Tuntutan WALHI Sulsel

Oleh sebab itu, WALHI Sulsel mengajukan tuntutan tegas sebagai berikut:

  1. Boskalis agar menghentikan aktivitas tambang pasir laut Sulsel, khususnya di wilayah tangkap nelayan.

  2. Boskalis untuk tidak melakukan upaya intimidasi dan kriminalisasi terhadap nelayan lokal-tradisional.

  3. Pelindo IV untuk menghentikan proyek reklamasi dan pembangunan MNP tahap II dan segera melakukan konsultasi publik yang bermakna dengan seluruh komunitas nelayan pesisir Kota Makassar.

  4. Pemerintah Provinsi Sulawesi Selatan untuk menghentikan proyek tambang pasir laut dan mendesak Boskalis segera melakukan pemulihan lingkungan di sepanjang pesisir Galesong yang terdampak tambang pasir laut jilid pertama.

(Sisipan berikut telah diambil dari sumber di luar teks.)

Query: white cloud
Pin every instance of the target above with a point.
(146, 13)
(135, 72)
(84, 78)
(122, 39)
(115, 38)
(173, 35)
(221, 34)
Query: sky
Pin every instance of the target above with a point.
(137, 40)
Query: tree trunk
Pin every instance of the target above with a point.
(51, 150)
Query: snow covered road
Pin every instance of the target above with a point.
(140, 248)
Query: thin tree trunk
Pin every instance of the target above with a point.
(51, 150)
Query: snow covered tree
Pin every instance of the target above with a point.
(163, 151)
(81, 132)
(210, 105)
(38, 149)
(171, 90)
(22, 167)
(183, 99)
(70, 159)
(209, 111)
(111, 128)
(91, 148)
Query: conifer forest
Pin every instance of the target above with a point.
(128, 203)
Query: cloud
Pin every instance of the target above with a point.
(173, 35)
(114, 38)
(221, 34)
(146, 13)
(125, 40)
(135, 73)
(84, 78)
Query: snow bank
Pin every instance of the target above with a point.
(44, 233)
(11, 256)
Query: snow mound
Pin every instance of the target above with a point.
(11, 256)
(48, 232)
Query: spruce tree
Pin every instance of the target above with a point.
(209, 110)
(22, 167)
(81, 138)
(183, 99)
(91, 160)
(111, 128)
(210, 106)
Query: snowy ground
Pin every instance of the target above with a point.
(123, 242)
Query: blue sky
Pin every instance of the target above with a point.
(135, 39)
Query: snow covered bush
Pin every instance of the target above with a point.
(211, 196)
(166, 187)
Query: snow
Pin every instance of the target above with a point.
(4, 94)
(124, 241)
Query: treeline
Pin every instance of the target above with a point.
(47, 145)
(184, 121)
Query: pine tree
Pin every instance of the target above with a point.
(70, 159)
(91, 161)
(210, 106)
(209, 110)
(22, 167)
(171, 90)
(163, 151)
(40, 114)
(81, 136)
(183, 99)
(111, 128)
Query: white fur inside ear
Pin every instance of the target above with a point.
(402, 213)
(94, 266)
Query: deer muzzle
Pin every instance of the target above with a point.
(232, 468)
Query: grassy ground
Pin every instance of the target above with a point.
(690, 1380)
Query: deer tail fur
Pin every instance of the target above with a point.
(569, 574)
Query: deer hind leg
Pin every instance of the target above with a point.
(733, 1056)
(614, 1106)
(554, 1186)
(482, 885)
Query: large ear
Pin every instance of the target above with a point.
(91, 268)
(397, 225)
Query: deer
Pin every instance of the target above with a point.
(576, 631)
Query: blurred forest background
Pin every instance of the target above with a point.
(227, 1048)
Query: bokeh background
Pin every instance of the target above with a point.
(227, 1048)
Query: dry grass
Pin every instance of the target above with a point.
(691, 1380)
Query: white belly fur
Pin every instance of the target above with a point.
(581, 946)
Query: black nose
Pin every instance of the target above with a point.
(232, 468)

  5. Kementerian BUMN dan LHK untuk menghentikan proyek reklamasi Makassar Newport dan mendesak PT. Pelindo untuk melakukan pemulihan hak nelayan pesisir Kota Makassar yang hilang akibat pembangunan Makassar Newport.

  6. Komnas HAM untuk turun langsung menyelidiki praktek-praktek pelanggaran hak asasi manusia dalam aktivitas tambang pasir laut dan proyek MNP yang sangat berdampak bagi kondisi lingkungan, sosial, dan ekonomi nelayan.